Fonctionner principalement en français est considéré comme un fardeau supplémentaire pour les entreprises ayant des marchés internationaux
« En théorie, votre gouvernement dit que vous créez Francisation Québec pour aider à la transition, mais cela ne sera pas lancé avant l’année prochaine. »
« En réalité, le projet de loi 96 impose déjà un mandat d’apprentissage du français sans offrir de soutien supplémentaire. D’ici à ce que votre gouvernement crée Francisation Québec, la loi aura déjà découragé les travailleurs internationaux de choisir le Québec comme nouvel endroit où bâtir leur vie et fonder une famille. »
« Cela a un impact direct sur la compétitivité et l’attractivité des secteurs les plus critiques et des entreprises les plus prometteuses du Québec. »
Les entreprises technologiques du Québec opèrent principalement sur les marchés internationaux et affirment également que le fait de les obliger à opérer principalement en français créera un fardeau supplémentaire lorsqu’elles travailleront avec des clients et des partenaires du monde entier.
Les employeurs qui souhaitent embaucher un ressortissant étranger peuvent se prévaloir de ce talent et de cette main-d’œuvre internationale par le biais du Programme des travailleurs étrangers temporaires (PTET) et du Programme de mobilité internationale (PMI).
Le programme du Volet des Talents Mondiaux (VTM), qui fait partie du PTET, peut, dans des conditions normales de traitement, aboutir à l’octroi de permis de travail canadiens et au traitement des demandes de visa en deux semaines.
Les employeurs peuvent également faire venir des ressortissants étrangers pour pourvoir les postes disponibles par le biais du système Entrée Express, qui reçoit les demandes d’immigration en ligne.
Les candidats qui répondent aux critères d’admissibilité soumettent un profil en ligne, appelé expression d’intérêt, dans le cadre de l’un des trois programmes d’immigration fédéraux ou d’un programme d’immigration provincial participant, au bassin d’entrée express.
Les profils des candidats sont ensuite classés les uns par rapport aux autres en fonction d’un système de points appelé Système de classement global (SCG).

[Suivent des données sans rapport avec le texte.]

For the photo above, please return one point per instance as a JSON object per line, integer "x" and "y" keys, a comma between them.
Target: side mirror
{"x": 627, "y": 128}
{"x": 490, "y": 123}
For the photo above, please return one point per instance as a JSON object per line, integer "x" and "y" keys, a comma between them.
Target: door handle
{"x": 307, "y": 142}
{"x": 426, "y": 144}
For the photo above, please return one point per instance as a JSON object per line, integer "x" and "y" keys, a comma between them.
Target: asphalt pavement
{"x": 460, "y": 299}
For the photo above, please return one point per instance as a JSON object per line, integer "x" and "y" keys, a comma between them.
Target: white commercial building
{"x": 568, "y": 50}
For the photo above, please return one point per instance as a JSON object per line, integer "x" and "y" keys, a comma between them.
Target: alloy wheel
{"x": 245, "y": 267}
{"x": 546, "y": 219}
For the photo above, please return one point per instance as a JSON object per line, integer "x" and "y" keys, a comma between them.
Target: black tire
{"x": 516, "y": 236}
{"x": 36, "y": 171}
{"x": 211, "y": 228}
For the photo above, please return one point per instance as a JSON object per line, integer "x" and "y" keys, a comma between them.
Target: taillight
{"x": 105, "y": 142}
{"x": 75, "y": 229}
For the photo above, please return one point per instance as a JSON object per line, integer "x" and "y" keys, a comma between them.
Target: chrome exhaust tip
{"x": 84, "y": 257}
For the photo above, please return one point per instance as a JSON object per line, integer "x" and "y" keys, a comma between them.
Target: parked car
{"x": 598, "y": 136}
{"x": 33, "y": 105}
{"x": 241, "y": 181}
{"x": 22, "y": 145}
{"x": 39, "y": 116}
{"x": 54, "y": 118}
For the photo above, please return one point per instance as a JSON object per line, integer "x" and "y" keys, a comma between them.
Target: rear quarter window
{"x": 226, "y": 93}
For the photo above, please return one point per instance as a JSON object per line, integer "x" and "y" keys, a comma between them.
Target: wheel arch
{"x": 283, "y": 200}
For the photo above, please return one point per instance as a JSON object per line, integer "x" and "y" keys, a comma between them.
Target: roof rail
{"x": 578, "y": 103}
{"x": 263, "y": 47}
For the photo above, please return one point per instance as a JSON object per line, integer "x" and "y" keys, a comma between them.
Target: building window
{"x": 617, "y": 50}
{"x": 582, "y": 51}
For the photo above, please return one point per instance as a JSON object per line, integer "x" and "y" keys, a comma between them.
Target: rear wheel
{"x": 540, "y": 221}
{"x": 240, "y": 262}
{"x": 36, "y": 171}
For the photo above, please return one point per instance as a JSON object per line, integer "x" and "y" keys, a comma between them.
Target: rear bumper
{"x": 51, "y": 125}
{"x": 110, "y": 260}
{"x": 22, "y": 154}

Les candidats les mieux classés sont pris en considération pour l’obtention d’une invitation en vue de la résidence permanente. Ceux qui reçoivent une invitation doivent rapidement soumettre une demande complète et payer les frais de traitement dans un délai de 90 jours.
Le Québec, qui gère son propre système d’immigration, exige que les ressortissants étrangers obtiennent un certificat de sélection du Québec (CSQ) avant de demander la résidence permanente au Canada.